While searching, people will see the title, meta description, and possibly an image. So, make sure your site is still appealing to readers.   

In this case, you could use details such as gender, age, material, purpose, styling, brand to make your keywords more specific.

Still, do not over-optimize your product data. While searching, people will see the title, meta description, and possibly an image. You should still make them appealing to readers.

6. Analyze Product Returns Data

Product returns can be a disaster for e-commerce businesses.  

Return deliveries cost companies billions of dollars annually. 

On top of that, returned products often can’t be resold.    

Product return data is a game-changer for this costly problem. 

By collecting data on all your company’s returns, you’ll be able to understand customer behavior, common reasons for product returns, and identify customers with highest return rates. 

With this information, you’ll be able to improve product performance and know what information your customers need pre-purchase to prevent so many returns. 

Gathering data in mass volumes like this is made possible through the use of automation tools.  

By automating your returns process, you’ll be able to collect data on each return. 

7. Automate Product Data Management

The more goods you sell, the more marketplaces you work with. 

Selling your product through multiple channels means having to adapt to multiple product content requirements. 

This could be a lot to keep track of manually. 

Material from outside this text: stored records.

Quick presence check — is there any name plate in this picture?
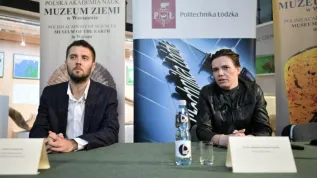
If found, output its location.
[226,136,297,173]
[0,139,50,175]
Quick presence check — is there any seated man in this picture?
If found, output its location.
[30,40,119,152]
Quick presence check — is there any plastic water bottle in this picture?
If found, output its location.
[175,100,192,165]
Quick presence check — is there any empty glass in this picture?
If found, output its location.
[199,141,214,165]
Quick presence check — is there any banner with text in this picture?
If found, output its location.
[40,0,125,142]
[133,0,256,142]
[273,0,317,131]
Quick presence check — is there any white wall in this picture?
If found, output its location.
[0,40,40,138]
[256,22,275,96]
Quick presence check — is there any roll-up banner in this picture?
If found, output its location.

To keep your product data organized and accessible for all departments, you should have a dedicated product data hub, a single source of truth for your product portfolio.  

Having a single product data management system will benefit your company by 

  • Facilitating the speed to market 
  • Making the content team more productive, and  
  • Improving the overall customer experience.   

However, creating a single source of truth for product content is challenging. The right system for you will depend on the size of your brand:   

  • Small Companies –> Content Management System (CMS) 
  • Growing Brands –> Enterprise Resource Planning (ERP) System 
  • Mature Businesses –> Product Information Management (PIM) System  

When choosing a system, be sure to select one with product data syndication functionality to save yourselves from hundreds of hours of manual work when it comes to adapting your content to different marketplaces’ needs. 

Final Thoughts

Product data analysis, testing, and improvements is an ongoing process that can be your key differentiator across the highly competitive world of e-commerce.   

When it comes to creating product data content, explain how the product will benefit your customers.  

  • Will it make life easier?
  • Will it resolve a challenge?
  • Will it provide enjoyment?
  • Will it create a sense of status

Find a way to communicate that to the user through the screen. 

By crafting unique persuasive descriptions, focusing on the target customer, and providing a better experience for your buyers, your business will flourish.